With the weather back to spring temperatures here in California and more rain predicted for this week, I found a poem I wrote about a month ago. This was about the time I started taking walks every morning. I’ve found that a walk in the morning, even if it’s only fifteen minutes, gives me a chance to take care of myself holistically, focus my thoughts for the day, and get ready to write.

Morning walks are especially fun on those days when rain is blustering on the horizon, like a little boy full of energy, but it hasn’t quite come into itself yet. The air is full of wind and electricity, and in spring, all the flower scents blow everywhere and the green comes out to shine. On one of those days, I went for a long walk, wearing my rain jacket but only occasionally needing it. A poem started to form in my head (and of course I forgot my Moleskine at home) but I repeated it out loud to myself, tinkering with the sounds of the words until the neighbors probably thought I was crazy, to keep it fresh until I got home.

And now I’m going to get brave and share it with you: the first poem I’ve put up on this blog.


I walk shadowless under a sunless sky.

Sun’s brightness swallowed in

filmy grey envelopes,

 distant hills erased,

painted out in white.

I am rainchased,


a petal blown on a gust,

a wave whipped across a pond.

I drink in the smell of sweet freesias

and sharp spicy rosemary,

I caress fragile budding leaves,

I see silver shreds flapping in the wind.

I walk under rain, but I am not wet;

I wander abroad, but I am not lost.

What interesting thoughts have come to you while walking? 

Raindrops on Roses

Last week, it rained almost all week. 
When I was living in Seattle, the rain frustrated me. It was constant. All I could think about were wet socks, frizzy hair, cold fingers, dirty puddles, indoor mold. 
Now that I’m back in California, where showers are balanced with sunshine, it’s easier for me to be thankful for the rain.
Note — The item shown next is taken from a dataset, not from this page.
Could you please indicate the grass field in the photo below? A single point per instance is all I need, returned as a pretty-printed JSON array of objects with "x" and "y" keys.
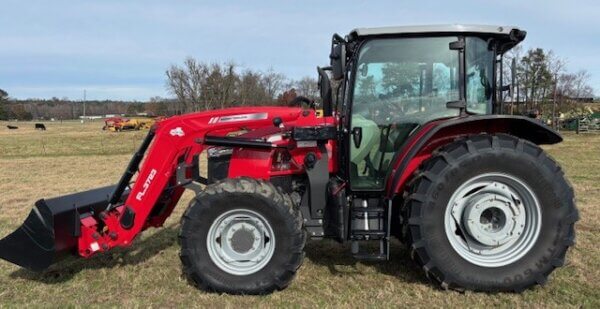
[{"x": 72, "y": 157}]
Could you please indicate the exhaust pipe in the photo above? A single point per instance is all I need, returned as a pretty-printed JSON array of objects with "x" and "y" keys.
[{"x": 53, "y": 227}]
Now I go out in my rain boots with my camera, enjoying the beauty that the rain brings, especially to the rose garden. I’ve always loved taking close-ups of dew-studded roses. I hope you enjoy the results!

They’re little miracles, reminders of the beauty brought even by hardship, signs of joy even in the rain. They remind me of the song from The Sound of Music:

“Raindrops on roses, and whiskers on kittens…

 “bright copper kettles, and warm woolen mittens…

“brown paper packages, tied up with string…

“these are a few of my favorite things!”

Happy Monday! What’s beautiful in your world today?

A Piece of Cake

This Monday takes the cake.


I planned to start this week out by meeting my friend Ashley at Starbucks. Little did I expect her and her parents to step out of the car and hand me a big white box with a beautiful leather-bound book inside.

An edible book.

Yes, folks, that is a Les Miserables CAKE. I devoured Victor Hugo’s famous work my senior year of high school, and it’s been one of my favorite books ever since, but I never expected to literally be able to EAT it. 
Ashley and her mom Angie are amazing cake artisans (you can check out some of their other jaw-dropping creations here). Look at the incredible details!
Doesn’t the icing really look like leather? How cool is that? 

 And possibly my favorite detail: a big-eyed bookworm creeping around the corner 🙂

It even has my name on the spine! Thank you, Ashley and Angie, for kicking my week off to a great start. 
So, did anybody else find a surprise planted in their Monday? Or want to come over for some cake?